Saw A Scanner Darkly tonight. Outstanding film, probably the most successful film adaptation of Dick's books (Bladerunner was a great, great film, but was radically different in comparison to its original source material).
The problem with viewing a great film is that it always leaves me in a bit of a melancholy mood. A part of it may just be jealousy, the thoughts in my head shifting between "why I haven't done something this good yet" to "I can do better than this" to "I will die in obscurity and all my aspirations will be for nothing". I never get this feeling when finishing a great book or watching a DVD. I think a lot of it has to do with the audience environment of going to the theater, to share that moment of witnessing something great with other people. I've never really been one to affiliate myself with groups, be it clubs, political organizations, or subcultures (more or less because nothing seems to fit me). The only time I feel fully a part of a mass, a part of a community, is through art, through making art, and through the appreciation of art.
I hate being such a buzzkill in this entry, but I have to vent to somebody. Right now, I'm seized by this sense of dreadful anticipation, as though I had just stumbled into the shadow of something vague and mammoth and potentially hazardous. Its a bit like staring at the soil and waiting for a seed to sprout something, anything. Christ, I can't even say I'm bored with my life right now. Restless, anxious, jittery: better words to describe my current situation.

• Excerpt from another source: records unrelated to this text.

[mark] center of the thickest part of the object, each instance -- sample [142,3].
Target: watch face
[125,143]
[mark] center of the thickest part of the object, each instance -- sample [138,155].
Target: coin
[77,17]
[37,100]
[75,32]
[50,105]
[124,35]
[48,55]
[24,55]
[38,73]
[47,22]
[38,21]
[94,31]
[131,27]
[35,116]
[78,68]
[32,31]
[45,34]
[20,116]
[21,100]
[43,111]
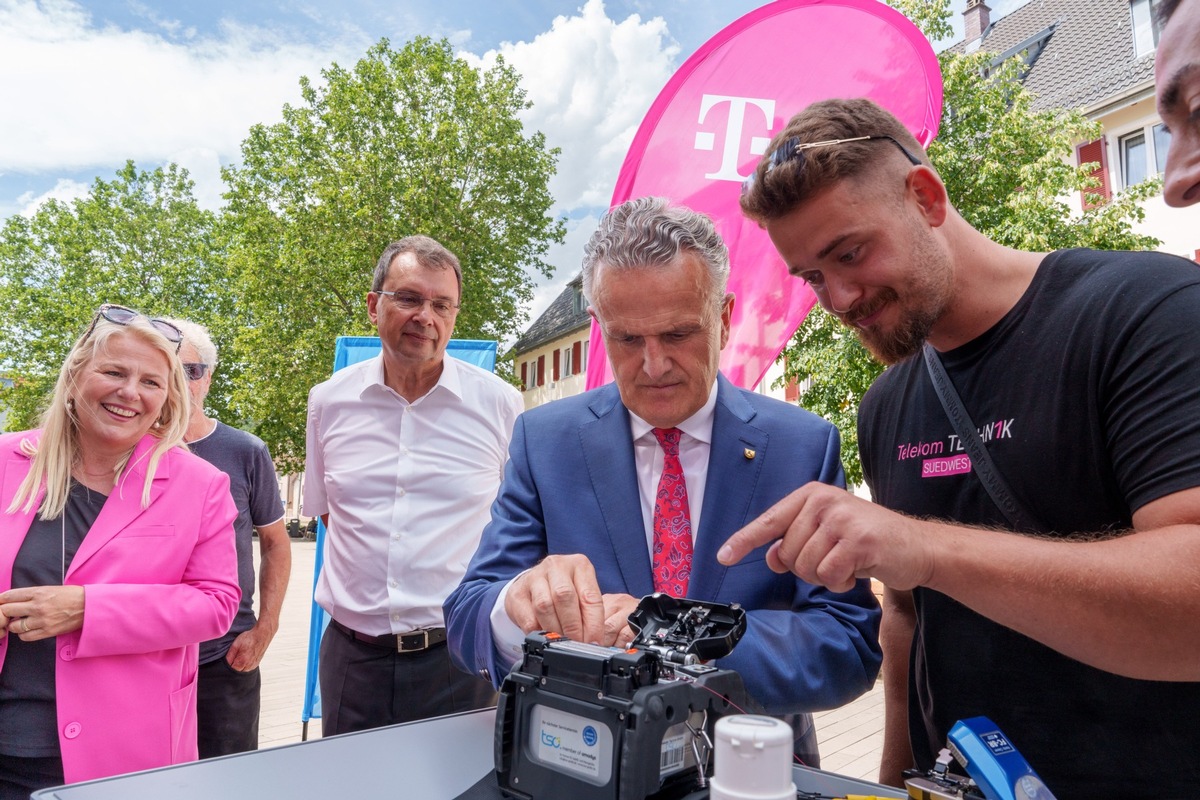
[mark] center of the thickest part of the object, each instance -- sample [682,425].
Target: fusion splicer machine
[996,770]
[586,722]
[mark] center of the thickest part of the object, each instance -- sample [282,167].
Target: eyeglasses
[793,150]
[195,371]
[412,301]
[123,316]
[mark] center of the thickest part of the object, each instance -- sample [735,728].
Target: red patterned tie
[672,522]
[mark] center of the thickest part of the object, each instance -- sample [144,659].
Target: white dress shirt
[407,487]
[695,443]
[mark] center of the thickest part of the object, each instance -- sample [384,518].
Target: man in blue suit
[574,541]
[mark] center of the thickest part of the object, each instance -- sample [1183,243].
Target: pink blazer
[156,582]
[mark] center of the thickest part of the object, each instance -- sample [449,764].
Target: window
[1144,14]
[1144,154]
[1093,152]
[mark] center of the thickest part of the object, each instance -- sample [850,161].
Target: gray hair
[651,233]
[198,337]
[429,252]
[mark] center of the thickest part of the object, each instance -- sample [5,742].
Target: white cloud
[93,96]
[64,190]
[591,80]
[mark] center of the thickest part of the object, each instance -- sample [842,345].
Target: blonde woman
[117,558]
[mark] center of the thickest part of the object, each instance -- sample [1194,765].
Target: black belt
[414,642]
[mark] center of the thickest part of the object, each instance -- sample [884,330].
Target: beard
[927,295]
[892,347]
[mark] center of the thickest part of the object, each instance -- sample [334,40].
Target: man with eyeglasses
[405,455]
[1177,83]
[229,683]
[1079,372]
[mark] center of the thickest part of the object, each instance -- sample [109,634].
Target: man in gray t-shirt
[229,681]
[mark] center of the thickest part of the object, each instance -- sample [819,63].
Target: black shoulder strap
[993,481]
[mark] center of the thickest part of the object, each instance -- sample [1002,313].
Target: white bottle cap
[753,759]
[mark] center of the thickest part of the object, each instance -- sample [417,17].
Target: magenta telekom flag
[712,122]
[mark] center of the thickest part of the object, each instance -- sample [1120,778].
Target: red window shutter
[1096,151]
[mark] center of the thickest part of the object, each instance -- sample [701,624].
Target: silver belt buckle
[402,647]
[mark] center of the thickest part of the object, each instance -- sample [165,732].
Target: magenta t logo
[715,116]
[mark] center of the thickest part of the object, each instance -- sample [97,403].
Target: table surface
[433,759]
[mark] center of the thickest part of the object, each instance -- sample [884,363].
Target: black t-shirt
[28,710]
[1087,397]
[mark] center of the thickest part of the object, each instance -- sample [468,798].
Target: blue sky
[85,85]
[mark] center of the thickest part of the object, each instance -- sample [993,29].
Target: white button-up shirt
[408,488]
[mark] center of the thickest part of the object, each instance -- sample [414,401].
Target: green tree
[1008,170]
[409,140]
[138,240]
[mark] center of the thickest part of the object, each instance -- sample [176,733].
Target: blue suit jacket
[570,487]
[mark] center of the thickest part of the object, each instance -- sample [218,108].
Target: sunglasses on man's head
[195,371]
[123,316]
[793,150]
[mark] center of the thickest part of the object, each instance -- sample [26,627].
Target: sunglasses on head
[123,316]
[195,371]
[793,150]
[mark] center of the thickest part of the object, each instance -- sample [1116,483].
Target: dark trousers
[369,686]
[21,776]
[227,709]
[804,745]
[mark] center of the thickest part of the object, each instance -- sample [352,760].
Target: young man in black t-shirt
[1081,372]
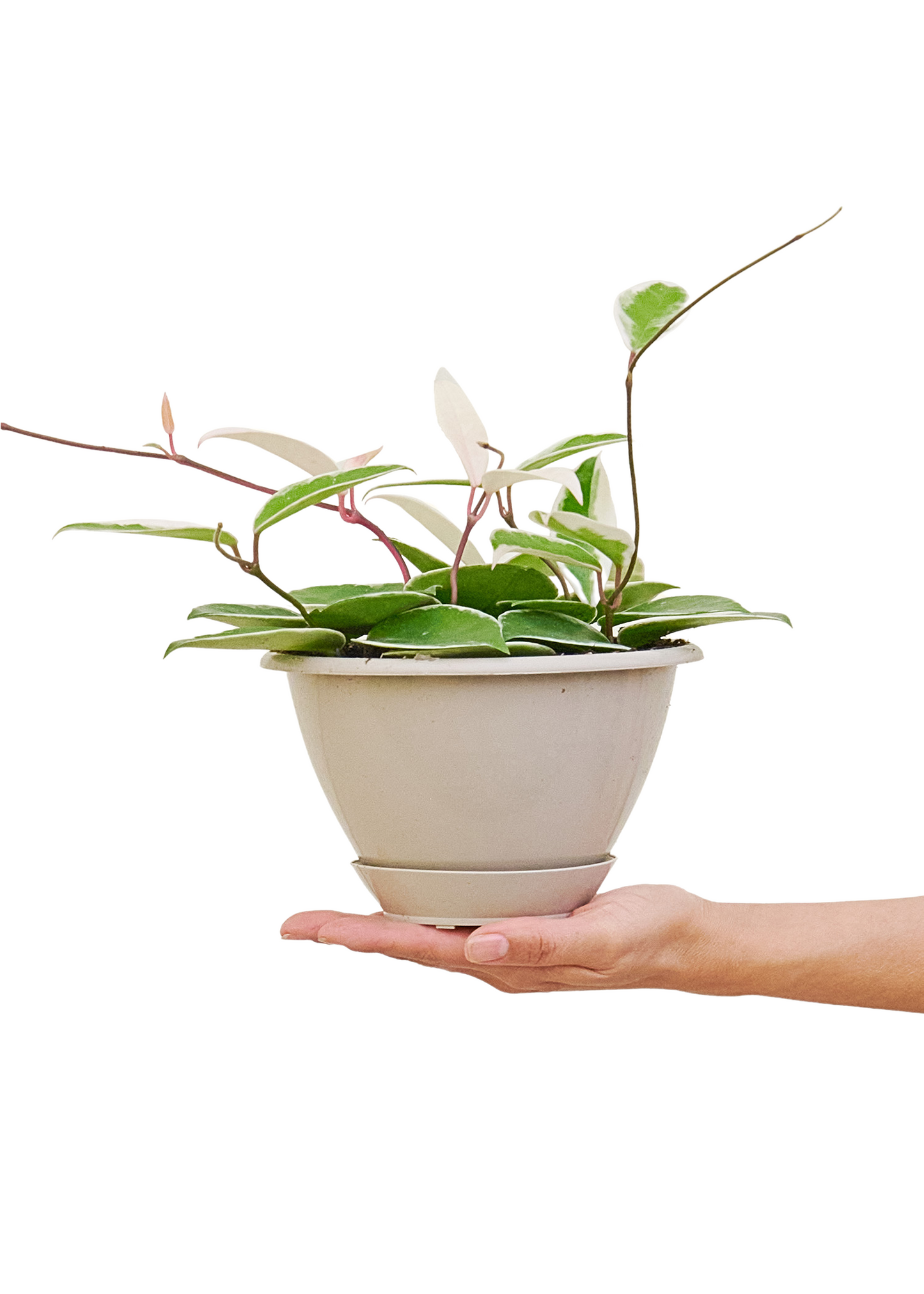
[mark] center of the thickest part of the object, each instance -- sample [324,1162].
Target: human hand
[642,936]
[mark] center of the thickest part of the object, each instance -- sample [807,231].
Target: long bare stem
[140,454]
[637,355]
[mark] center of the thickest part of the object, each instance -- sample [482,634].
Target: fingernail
[487,947]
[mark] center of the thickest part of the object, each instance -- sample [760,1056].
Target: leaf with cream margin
[641,592]
[584,580]
[442,480]
[441,632]
[560,606]
[307,457]
[312,642]
[249,615]
[461,425]
[293,498]
[159,530]
[439,526]
[566,448]
[642,310]
[485,588]
[359,460]
[527,649]
[504,477]
[322,594]
[642,633]
[615,544]
[537,545]
[594,497]
[554,631]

Anyway: I'm going to bed. That's enough semi-coherent rambling for one night.
VIEW 3 of 3 COMMENTS
you owe me if I don't like it though
noirkiss: thanks for your trust. My opinion, rather than meaning squat, has jumped up a couple of ranks. In the event that the film is a disastrous film experience for you, I will cheerfully Fed-Ex you 1 Chocolate Chip cookie. If the cookie is not on oven-fresh on arrival, that ain't my problem.